What I Did on My Summer Vacation

First off, I believe apologies are in order. I haven’t blogged in nearly two months and it’s been even longer since I’ve written a review. Friends have griped at me about this via email. They were snide. They were sarcastic. They were right.

I suppose I could defend my sloth by stating that my time has been filled with changing jobs, taking the first steps toward buying a home, and exploring new depths of depravity with Betty. For the most part, that would be pretty accurate. But like a serial killer’s history of child abuse, such data points explain a lot but excuse nothing.

To make matters worse, there is a new time sink that has me in its grip, World of Warcraft. I’ve always been a junkie for escapist fantasy, going back to my teenage years when I used to play D&D with kindred spirits (“kindred spirits” in this case means other pimple-faced youths with unwashed hair who weren’t getting any). As years passed, I have explored many escapist pursuits but Warcraft has turned out to be much cheaper and won’t show up in my urine.

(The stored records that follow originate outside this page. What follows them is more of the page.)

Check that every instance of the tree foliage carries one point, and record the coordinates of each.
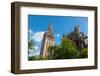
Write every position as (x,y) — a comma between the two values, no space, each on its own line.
(66,50)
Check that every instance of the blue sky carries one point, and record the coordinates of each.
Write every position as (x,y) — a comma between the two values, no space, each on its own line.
(38,25)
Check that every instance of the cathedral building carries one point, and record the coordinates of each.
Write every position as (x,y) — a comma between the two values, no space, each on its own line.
(79,38)
(48,40)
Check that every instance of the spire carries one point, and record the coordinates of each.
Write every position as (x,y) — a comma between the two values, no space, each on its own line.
(77,28)
(50,27)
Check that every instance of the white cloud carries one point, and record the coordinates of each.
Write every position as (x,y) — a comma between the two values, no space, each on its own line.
(57,35)
(38,36)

Part of the game’s appeal is that you get to kill. Of course, this applies to most games. The one exception I can think of is “The Sims” but even then, I managed to turn my virtual home into a house of murder by removing the doors from a corridor and waiting for the guests trapped inside to starve to death. “Look,” I would say to my then wife. “She cries and wets herself just like a real abducted child.”

She was as little impressed with my comment as when I showed her the house’s trophy room filled with the urns of the departed, but I digress.

With Warcraft, the first step is to create a character. You get a number of menu options for the person’s appearance and if you’re creating one who is both male and human, chances are good you’ll end up with someone who resembles Ted Nugent.

This works well for getting you in the proper mindset for game play. The game starts you off in a place of great natural beauty, not unlike the Yosemite Valley. The difference is that in Warcraft, people are running around slaughtering the wildlife wholesale.

Young wolves (i.e. puppies) are the standard first targets for your fledgling sociopath. There are also Kobold Vermin who lumber around like special-needs children and only put up a feeble resistance as you cut them down and loot their bodies for one or two pieces of copper. If you don’t care about earning experience points and are a purist when it comes to defenseless prey, there are plenty of rabbits to kill. If your character is a paladin, you get to smash them with a hammer.

As the game progresses, the beasties get tougher and will attack unprovoked. I suppose that’s all for the best. For most of us, training a magnifying glass on an anthill is only fun for so long.